Support for reserving address space?

aardappel commented 4 years ago

With a 64-bit address space, we don't just get to break the 4GB barrier, but potentially new programming techniques become available, in particular techniques that rely on using larger parts of the address space, i.e. the ability to reserve memory that does not cause physical memory to be used unless touched (possible on native platforms with mmap or VirtualAlloc).

This is particularly useful in working with large data sets, being able to reserve large arrays, and being able to work with them and:

avoid the cost of realloc / memcpy as it grows.
allowing internal pointers that don't get invalidated by those reallocs.
can usually omit bounds checking at each pointer bump / push_back.

This can be particularly useful for implementing programming languages, that like to manage the implemented language's objects in a single contiguous blocks, and for whom the above 2 downsides of realloc would be prohibitive.

Efficient coroutine implementations may rely on it.

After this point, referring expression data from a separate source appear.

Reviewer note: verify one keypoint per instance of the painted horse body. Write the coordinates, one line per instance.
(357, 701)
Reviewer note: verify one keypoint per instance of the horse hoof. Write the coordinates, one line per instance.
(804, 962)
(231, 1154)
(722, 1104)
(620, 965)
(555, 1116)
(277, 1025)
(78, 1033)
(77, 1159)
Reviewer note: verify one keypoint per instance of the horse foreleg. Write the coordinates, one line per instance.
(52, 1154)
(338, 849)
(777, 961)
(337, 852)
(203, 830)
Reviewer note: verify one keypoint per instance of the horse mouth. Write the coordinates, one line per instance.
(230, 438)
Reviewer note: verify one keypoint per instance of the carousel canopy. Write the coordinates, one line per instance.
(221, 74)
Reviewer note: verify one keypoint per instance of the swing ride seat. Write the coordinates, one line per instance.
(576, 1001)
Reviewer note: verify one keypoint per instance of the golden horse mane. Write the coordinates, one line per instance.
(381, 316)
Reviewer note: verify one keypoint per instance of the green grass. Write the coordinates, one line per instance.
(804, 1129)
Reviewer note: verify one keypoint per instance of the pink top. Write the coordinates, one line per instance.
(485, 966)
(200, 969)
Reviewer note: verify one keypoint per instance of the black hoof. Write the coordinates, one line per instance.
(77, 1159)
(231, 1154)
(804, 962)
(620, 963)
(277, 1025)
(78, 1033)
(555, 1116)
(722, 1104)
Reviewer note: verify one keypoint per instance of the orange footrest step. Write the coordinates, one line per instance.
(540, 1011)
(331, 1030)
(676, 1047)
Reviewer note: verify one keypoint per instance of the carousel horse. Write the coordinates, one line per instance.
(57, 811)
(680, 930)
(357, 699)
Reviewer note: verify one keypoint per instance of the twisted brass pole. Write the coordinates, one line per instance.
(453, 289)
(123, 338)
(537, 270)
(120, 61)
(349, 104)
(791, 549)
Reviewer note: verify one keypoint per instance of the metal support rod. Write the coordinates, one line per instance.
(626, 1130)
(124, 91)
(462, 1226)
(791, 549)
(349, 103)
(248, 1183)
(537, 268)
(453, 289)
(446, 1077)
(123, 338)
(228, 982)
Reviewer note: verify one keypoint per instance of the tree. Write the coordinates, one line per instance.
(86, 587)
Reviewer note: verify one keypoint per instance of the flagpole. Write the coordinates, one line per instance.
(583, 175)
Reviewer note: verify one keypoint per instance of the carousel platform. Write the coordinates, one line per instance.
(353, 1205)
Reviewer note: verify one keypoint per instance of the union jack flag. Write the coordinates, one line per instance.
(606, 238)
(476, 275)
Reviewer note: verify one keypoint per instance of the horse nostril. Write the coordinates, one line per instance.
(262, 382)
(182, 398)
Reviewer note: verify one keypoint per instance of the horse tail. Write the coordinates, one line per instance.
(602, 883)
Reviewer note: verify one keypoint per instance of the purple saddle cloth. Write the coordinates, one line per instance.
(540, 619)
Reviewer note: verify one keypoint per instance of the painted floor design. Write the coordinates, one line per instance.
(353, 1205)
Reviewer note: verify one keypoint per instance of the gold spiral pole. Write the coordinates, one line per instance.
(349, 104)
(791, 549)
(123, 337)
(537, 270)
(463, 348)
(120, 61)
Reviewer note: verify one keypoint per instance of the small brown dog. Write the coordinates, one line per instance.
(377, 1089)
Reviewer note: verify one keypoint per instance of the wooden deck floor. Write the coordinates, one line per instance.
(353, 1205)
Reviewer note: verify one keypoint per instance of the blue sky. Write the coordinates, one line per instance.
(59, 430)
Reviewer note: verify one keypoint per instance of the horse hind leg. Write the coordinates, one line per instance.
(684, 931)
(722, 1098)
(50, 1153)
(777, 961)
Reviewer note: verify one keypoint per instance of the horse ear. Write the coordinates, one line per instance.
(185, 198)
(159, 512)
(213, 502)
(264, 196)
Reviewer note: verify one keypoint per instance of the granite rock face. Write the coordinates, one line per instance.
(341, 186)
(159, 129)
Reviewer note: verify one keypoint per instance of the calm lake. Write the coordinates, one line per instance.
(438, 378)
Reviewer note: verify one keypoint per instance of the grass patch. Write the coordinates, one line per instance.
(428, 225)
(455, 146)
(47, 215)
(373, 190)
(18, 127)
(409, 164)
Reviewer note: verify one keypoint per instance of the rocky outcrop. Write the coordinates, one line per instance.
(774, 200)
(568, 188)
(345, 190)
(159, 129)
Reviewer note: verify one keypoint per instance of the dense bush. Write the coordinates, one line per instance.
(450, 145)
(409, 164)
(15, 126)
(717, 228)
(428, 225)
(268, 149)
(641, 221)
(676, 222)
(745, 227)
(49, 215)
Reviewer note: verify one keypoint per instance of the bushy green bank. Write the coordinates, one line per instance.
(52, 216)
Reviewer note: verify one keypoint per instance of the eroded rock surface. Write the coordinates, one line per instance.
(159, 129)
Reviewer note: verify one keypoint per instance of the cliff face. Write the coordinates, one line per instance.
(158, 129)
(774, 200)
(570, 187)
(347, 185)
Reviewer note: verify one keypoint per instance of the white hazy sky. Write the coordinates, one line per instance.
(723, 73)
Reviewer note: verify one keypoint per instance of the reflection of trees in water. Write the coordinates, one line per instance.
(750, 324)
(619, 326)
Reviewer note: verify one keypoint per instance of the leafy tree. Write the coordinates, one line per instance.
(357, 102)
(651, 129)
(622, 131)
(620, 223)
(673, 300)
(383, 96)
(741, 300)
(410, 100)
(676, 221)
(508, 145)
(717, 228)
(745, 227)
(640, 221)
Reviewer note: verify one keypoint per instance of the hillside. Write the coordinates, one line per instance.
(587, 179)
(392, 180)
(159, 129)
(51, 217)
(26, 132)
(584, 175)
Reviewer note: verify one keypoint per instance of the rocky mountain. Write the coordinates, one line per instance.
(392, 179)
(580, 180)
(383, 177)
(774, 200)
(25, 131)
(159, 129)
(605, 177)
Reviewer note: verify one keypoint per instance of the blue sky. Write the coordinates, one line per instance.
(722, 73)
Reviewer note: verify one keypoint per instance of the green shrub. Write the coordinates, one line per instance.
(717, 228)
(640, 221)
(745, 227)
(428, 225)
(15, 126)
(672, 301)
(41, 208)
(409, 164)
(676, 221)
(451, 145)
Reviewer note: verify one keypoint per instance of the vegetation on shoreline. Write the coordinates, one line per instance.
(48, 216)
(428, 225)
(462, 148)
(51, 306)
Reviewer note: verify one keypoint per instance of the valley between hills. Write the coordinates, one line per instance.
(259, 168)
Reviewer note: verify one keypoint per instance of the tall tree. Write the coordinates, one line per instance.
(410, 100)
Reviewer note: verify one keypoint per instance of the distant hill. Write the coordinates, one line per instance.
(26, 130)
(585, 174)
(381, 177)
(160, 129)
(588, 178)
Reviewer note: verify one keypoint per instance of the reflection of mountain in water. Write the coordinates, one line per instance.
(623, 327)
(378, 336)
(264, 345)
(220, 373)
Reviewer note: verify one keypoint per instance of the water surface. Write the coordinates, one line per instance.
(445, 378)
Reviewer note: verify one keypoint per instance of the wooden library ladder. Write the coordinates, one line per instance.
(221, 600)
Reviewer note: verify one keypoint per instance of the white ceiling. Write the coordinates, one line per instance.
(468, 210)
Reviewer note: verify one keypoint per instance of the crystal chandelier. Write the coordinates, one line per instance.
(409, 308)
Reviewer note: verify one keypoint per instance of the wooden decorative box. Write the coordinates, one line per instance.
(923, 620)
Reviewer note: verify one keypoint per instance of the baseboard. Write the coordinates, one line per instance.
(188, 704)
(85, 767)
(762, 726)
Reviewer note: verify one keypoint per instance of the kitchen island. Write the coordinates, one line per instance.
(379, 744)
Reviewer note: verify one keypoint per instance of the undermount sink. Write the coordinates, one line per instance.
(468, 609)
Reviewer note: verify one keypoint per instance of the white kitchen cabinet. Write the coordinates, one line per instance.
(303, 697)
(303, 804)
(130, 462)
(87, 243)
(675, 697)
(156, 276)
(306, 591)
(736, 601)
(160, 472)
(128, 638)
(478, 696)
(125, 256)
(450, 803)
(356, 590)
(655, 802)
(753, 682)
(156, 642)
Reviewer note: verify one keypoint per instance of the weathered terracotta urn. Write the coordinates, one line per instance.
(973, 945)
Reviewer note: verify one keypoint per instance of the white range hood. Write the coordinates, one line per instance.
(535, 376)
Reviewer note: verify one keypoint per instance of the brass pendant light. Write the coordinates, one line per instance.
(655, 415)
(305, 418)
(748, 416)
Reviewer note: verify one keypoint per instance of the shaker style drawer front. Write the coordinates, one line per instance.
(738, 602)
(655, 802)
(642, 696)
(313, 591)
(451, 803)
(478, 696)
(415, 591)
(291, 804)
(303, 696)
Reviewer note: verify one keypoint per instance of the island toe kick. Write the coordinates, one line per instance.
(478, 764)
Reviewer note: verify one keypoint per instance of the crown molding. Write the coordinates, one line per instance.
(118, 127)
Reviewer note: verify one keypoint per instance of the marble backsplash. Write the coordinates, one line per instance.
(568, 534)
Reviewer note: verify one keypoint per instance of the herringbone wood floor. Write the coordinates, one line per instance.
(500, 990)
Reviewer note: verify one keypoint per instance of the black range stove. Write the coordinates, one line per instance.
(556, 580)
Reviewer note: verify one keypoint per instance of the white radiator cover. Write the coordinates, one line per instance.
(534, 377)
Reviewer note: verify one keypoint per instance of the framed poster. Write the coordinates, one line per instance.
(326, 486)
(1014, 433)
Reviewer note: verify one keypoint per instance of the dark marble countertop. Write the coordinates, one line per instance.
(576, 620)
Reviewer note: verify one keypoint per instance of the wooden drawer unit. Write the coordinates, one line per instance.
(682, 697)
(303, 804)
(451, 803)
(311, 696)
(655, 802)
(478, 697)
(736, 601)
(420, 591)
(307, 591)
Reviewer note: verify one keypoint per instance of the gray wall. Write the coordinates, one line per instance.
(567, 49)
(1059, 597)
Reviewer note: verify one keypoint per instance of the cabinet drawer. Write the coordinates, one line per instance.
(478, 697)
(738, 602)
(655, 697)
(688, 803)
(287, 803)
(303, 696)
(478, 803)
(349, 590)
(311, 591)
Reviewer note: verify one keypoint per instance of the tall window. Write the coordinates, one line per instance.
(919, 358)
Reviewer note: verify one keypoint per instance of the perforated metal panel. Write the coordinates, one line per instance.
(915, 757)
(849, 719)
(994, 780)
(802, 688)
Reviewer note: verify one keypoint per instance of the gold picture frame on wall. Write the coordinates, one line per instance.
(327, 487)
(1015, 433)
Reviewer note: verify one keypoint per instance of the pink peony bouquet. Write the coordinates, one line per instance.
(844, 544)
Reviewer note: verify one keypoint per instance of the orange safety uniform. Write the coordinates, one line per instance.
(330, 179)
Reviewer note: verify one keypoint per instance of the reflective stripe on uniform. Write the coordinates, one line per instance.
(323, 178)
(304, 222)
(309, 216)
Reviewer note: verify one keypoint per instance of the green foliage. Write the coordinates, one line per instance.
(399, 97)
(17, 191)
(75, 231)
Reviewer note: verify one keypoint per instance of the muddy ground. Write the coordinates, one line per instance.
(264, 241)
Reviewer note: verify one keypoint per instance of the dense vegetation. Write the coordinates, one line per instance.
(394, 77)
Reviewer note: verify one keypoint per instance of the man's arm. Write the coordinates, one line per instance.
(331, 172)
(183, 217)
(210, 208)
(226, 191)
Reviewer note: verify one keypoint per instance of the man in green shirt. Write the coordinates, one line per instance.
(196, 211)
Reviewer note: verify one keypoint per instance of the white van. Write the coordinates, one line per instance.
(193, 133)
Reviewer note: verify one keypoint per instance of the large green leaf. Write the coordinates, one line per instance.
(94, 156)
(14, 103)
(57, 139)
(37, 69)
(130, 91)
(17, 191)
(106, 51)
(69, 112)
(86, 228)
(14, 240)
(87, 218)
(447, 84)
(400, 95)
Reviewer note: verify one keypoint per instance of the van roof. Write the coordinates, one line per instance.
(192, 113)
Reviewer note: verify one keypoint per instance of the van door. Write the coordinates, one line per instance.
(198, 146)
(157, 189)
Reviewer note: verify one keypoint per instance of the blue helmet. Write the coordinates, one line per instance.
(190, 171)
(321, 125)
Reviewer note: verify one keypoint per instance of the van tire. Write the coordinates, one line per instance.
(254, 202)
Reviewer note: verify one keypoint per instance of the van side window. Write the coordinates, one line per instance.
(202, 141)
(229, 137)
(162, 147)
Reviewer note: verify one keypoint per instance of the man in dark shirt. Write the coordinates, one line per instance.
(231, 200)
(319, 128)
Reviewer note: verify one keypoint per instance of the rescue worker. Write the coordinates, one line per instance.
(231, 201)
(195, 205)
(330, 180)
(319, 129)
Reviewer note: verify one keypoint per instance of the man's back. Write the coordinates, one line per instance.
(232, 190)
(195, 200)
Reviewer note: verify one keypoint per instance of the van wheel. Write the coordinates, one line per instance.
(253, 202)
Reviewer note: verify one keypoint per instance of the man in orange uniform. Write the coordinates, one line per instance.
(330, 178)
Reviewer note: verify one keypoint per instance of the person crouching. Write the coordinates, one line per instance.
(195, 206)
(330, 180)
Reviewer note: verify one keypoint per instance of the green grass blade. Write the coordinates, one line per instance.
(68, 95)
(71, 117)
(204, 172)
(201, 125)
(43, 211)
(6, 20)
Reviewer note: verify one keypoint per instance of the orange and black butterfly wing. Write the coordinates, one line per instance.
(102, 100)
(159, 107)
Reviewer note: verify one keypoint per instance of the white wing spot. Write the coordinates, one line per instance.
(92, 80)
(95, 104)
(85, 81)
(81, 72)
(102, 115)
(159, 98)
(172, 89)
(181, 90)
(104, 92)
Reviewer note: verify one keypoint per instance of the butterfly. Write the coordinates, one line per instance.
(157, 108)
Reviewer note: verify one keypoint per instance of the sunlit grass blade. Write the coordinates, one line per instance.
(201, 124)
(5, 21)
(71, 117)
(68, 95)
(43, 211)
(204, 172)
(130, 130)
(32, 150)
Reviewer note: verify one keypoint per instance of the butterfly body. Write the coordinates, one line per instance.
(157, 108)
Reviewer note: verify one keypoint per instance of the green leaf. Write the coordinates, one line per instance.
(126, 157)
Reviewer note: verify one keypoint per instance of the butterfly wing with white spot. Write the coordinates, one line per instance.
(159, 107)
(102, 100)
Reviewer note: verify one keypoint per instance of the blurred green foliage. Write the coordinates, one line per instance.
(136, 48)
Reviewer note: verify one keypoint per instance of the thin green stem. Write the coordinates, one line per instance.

I can see it also useful for databases, larger caches etc.

We already have memory.grow that can extend memory without realloc, but that only allows one such large array, and assumes we have complete control over the allocator and other runtime code that may be using memory, which may be impractical.

Question is, how could we allow for this functionality?

Radical but simple: we could enable this by default, by simply specifying that untouched pages of Wasm memory do not cause physical memory pressure. This would require all implementations to use mmap underneath for all Wasm memory, which may be unpractical. There is also the question to what extend memory reserved with mmap can typically fail after being reserved, which to my knowledge it won't if not called with MAP_NORESERVE, but I'm no expert.
Add an explicit new instruction, like memory.reserve, which would guarantee address space above the limit that memory.grow has been called. The limit established by memory.grow would all be committed memory, and above that, uncommitted until touched. This would also be helpful in the case that reserving can fail and/or not all implementations want to support it (if memory.reserve fails, the program can fall back on a different memory strategy).
Add an actual mmap like instruction. That is likely unpractical since we may not want to have to deal with "holes" in our memories.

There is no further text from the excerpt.